Now a real war has forced it to rewrite all its sums. The conflict in the Middle East has doubled the price of natural gas and sent oil prices soaring by more than 50%.
As a result the inflationary threat level has spiked and it is this that lies behind the Monetary Policy Committee’s unanimous vote to leave interest rates unchanged. The prospect of an imminent interest rate cut, which just a few weeks ago seemed assured, has vapourised.
With mortgage swap rates cranking upwards almost by the day, mortgage lenders have pulled hundreds of their most attractively priced products from the market.
Most lenders have repriced at least twice since the war began, and interest rates of under 4% have disappeared.
But for all the turmoil, this is not yet a repeat of the chaos that followed Liz Truss’s mini-Budget of 2022. Back then swap rates took three days to spike as far as they have in three weeks this time.
How bad things get now depends on two key questions – how long the war lasts and how embedded inflation becomes.
President Trump has no obvious exit ramp, but the absence of any clear goal in his campaign could allow him to declare ‘victory’ at any point. If he does so quickly, oil prices could settle rapidly and the inflationary shock would be limited.
But if the war drags on and high oil prices spread inflation across the wider economy, we will need to steel ourselves for the prospect of the Bank raising interest rates and more expensive mortgages.”
Sarah Thompson, Group Financial Services Director, Mortgage Scout, part of LRG:
“Today’s decision to hold the base rate reflects a market that has been moving in the right direction, but is still adjusting to ongoing global uncertainty. While recent headlines have focused on mortgage rates edging upwards, the reality is that these movements remain relatively modest and far from the sharp increases seen in previous years.
What we are seeing in practice is a clear shift in borrower behaviour. There is a greater sense of urgency, particularly among those approaching remortgage, as customers look to secure a rate and bring forward decisions they may have otherwise delayed. That is being driven as much by confidence and sentiment as it is by the actual cost of borrowing.

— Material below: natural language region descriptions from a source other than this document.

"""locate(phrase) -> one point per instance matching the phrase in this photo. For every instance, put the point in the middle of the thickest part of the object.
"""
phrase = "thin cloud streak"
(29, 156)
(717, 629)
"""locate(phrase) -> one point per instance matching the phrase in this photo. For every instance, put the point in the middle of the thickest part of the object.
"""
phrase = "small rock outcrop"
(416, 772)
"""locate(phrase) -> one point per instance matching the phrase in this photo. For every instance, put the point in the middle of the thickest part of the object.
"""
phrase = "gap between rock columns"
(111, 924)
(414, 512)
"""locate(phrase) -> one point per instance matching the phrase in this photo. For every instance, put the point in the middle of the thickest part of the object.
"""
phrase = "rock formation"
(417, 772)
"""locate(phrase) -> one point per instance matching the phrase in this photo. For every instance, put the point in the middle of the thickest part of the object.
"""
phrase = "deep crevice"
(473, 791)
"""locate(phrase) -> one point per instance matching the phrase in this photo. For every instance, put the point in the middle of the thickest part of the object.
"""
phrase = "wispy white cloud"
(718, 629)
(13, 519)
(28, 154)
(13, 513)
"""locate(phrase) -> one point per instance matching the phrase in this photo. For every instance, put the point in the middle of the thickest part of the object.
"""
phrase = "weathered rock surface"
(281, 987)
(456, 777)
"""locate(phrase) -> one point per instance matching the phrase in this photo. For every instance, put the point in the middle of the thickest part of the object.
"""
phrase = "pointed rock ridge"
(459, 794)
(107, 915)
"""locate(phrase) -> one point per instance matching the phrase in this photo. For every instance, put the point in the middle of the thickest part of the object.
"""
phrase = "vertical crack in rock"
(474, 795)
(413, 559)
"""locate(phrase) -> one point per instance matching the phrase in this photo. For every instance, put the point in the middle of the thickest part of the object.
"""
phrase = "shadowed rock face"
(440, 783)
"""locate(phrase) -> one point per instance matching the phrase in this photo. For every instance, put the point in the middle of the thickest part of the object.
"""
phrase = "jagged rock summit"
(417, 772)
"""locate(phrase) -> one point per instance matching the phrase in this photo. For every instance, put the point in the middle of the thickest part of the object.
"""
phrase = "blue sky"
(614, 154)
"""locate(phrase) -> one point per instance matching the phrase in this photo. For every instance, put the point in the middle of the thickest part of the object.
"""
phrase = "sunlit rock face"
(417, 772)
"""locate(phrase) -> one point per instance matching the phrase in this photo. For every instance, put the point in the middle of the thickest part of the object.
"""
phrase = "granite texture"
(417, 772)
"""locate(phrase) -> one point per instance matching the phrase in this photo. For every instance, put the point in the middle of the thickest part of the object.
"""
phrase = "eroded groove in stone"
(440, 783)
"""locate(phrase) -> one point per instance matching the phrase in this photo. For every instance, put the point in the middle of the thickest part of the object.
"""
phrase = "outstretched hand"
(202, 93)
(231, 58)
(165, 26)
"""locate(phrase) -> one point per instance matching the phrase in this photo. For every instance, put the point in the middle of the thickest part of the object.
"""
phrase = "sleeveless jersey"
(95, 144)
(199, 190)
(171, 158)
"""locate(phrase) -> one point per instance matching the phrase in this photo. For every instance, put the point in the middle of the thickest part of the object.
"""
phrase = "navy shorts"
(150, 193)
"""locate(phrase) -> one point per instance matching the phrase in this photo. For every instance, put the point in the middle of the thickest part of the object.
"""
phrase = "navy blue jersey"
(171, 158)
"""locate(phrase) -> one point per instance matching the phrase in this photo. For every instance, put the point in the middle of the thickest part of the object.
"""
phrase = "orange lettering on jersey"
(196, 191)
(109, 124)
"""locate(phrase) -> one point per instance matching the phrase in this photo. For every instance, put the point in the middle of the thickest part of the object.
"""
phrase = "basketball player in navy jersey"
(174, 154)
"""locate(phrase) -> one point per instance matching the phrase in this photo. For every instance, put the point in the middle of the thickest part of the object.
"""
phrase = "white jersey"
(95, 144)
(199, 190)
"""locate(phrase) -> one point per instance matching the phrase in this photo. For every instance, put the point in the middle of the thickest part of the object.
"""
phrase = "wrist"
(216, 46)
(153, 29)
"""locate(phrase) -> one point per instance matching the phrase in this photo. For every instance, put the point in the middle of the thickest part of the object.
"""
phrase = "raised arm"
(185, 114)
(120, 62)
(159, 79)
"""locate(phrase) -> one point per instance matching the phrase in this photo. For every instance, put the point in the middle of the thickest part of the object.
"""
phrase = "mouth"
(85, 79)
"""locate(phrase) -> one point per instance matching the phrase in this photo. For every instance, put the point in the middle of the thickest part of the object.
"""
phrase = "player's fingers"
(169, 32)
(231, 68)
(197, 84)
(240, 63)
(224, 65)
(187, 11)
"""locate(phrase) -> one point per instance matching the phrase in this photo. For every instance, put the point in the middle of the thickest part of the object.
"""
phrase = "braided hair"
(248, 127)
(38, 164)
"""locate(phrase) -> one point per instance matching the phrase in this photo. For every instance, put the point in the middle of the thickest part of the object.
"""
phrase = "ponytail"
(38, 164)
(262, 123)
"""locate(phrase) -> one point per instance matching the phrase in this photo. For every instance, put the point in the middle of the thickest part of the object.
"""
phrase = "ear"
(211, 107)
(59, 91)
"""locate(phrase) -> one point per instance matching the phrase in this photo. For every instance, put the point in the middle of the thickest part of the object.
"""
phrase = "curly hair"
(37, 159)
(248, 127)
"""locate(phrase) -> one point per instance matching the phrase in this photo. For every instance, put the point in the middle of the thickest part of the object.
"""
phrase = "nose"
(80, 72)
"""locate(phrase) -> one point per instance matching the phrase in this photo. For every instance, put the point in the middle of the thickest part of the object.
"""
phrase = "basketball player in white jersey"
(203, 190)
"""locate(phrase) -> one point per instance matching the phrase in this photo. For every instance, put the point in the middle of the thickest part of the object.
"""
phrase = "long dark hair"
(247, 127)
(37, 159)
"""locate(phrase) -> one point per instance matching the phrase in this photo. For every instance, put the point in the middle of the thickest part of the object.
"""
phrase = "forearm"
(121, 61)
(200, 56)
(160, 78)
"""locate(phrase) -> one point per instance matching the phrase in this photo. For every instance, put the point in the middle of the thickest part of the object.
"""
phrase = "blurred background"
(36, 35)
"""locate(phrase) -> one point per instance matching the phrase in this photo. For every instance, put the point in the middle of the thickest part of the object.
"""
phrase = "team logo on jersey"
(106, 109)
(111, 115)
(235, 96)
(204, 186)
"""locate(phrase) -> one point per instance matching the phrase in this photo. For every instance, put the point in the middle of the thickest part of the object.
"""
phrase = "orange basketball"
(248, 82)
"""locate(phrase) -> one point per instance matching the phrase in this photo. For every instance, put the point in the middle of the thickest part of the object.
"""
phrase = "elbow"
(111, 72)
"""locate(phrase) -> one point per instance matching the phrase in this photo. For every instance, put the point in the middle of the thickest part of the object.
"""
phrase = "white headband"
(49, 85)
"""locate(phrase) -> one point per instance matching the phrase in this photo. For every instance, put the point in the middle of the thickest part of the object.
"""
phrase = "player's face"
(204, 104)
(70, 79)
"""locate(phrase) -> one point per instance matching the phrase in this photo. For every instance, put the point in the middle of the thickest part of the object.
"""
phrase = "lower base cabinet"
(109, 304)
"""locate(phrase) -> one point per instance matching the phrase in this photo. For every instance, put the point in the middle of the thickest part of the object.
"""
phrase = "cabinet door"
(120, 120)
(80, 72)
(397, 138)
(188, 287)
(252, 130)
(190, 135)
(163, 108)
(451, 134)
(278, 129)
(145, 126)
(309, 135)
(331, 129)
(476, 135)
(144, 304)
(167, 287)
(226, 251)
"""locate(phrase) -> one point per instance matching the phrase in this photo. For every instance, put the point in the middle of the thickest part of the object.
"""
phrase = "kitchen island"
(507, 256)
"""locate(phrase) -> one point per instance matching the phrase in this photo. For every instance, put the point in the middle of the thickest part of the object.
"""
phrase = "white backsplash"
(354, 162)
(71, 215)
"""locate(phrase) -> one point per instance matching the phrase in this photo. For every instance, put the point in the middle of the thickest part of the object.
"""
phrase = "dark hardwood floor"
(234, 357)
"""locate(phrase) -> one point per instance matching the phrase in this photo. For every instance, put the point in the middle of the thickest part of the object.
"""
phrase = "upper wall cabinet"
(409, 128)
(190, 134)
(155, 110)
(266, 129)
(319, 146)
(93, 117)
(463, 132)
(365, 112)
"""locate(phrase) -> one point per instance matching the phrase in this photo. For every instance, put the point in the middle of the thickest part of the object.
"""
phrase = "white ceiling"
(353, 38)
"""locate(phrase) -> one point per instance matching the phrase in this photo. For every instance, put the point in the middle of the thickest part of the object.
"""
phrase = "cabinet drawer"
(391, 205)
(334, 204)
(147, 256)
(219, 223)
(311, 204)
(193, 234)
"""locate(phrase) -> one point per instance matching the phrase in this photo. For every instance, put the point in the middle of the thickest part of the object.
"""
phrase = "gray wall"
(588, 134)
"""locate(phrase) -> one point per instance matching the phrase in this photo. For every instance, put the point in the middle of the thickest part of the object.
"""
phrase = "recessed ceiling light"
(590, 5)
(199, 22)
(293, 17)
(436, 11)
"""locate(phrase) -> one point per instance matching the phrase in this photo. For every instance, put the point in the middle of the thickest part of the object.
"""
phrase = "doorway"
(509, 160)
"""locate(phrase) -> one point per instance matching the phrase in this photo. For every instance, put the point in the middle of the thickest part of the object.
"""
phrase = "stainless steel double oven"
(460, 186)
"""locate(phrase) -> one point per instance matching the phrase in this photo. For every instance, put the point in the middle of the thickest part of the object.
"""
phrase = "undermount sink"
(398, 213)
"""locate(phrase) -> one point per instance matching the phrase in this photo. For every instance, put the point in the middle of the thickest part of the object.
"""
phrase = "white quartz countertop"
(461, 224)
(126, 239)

Importantly, affordability remains the key consideration. For most borrowers, recent rate changes equate to manageable differences in monthly payments, rather than a fundamental barrier to moving or refinancing. Lenders continue to have a strong appetite to lend, and there are still competitive products available across the market.
In a more changeable environment, preparation is everything. Speaking to a broker, understanding your options and securing a rate early puts you in control, with the flexibility to review again if conditions improve before completion. Ultimately, it is about focusing on what you can afford and making informed decisions, rather than reacting to short-term headlines.”